I felt that using the wand instrument would be more engaging and instructive if there were a visual component. So using the topics we covered this semester in The Nature of Code, specifically particle systems, vectors, forces and oscillation, I made a set of musical particles that exist on a screen. Each time a musical note is played from the wand, the corresponding particle jumps up into the air on the screen. The ball then falls down to the “ground”, bouncing until it comes to rest in it’s original place until the note is triggered again. This kind of playful interaction makes it more clear to the user the effects of their actions with the wand on the musical notes and adds an element of feedback, heightening engagement.
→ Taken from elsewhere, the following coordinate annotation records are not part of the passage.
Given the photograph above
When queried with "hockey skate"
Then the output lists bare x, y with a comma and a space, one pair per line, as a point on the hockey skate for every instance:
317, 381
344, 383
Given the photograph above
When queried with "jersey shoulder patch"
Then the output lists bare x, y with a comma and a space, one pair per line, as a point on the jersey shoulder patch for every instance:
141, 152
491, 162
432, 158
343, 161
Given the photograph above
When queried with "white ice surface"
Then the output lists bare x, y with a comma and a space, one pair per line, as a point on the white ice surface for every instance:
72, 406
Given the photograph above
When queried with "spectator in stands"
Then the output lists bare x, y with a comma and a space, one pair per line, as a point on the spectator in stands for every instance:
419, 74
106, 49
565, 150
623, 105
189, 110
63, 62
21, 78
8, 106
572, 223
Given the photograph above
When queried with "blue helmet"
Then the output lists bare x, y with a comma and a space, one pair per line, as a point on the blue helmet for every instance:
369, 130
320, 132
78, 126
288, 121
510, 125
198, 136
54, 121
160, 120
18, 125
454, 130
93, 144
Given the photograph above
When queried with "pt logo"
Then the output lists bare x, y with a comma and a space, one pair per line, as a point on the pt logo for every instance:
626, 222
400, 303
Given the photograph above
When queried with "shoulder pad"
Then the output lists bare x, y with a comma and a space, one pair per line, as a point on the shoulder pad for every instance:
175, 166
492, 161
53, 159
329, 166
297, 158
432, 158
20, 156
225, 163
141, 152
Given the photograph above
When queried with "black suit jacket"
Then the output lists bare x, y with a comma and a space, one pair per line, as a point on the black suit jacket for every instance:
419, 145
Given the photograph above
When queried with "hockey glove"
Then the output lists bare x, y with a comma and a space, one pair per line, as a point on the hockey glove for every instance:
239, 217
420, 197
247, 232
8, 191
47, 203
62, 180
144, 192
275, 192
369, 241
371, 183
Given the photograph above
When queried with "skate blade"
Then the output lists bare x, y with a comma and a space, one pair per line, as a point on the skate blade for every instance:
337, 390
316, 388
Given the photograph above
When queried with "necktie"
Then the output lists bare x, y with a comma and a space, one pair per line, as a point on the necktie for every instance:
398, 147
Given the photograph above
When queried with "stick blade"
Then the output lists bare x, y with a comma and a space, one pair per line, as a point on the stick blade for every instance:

You can see the signal flow in the picture below. The wand itself is connected to the laptop via Bluetooth MIDI, which is a simplified and straightforward implementation of BLE. Each time the wand plays a musical note, a MIDI note is received in MaxMSP where it is forwarded to both Ableton, where the sound is generated, and to p5.js, where the particle movement is triggered. There are other MIDI specific effects that are contained in MaxMSP which correspond to specialized movement coming from the wand. For instance, when the user swings the wand quickly downwards or upwards, a special sound is played with a corresponding visual response. These interactions are not explicit and are discovered by the user
The project is centered around the Arduino MKRZERO micro-controller board. I connected a BM-A01 Bluetooth MIDI transmitter to the TX pin of the Arduino to receive the notes. The wand’s orientation and movement is tracked by a BNO055 9-axis accelerometer.
I imagine this piece being used to highlight Mergia’s story and musical stylings. Mergia lived under the censorship of the Derg dictator ship in the late 1970’s and made his way to the United States in 1983, settling at Howard University where he recorded Hailu Mergia & His Classical Instrument. The album features simple instrumentation - a Rhodes electric piano, a synthesizer, and a drum machine - which I have recreated somewhat here. The music imparts a sense of joy and playfulness that I sought to capture in the interaction. The sound of the wand is rolling and tumbling, where each note is played in sequence to the one next to it, up and down through the musical scale, which mimics Mergia’s rolling right hand technique, similar to other Ethiopian artists such as Emahoy Guèbrou.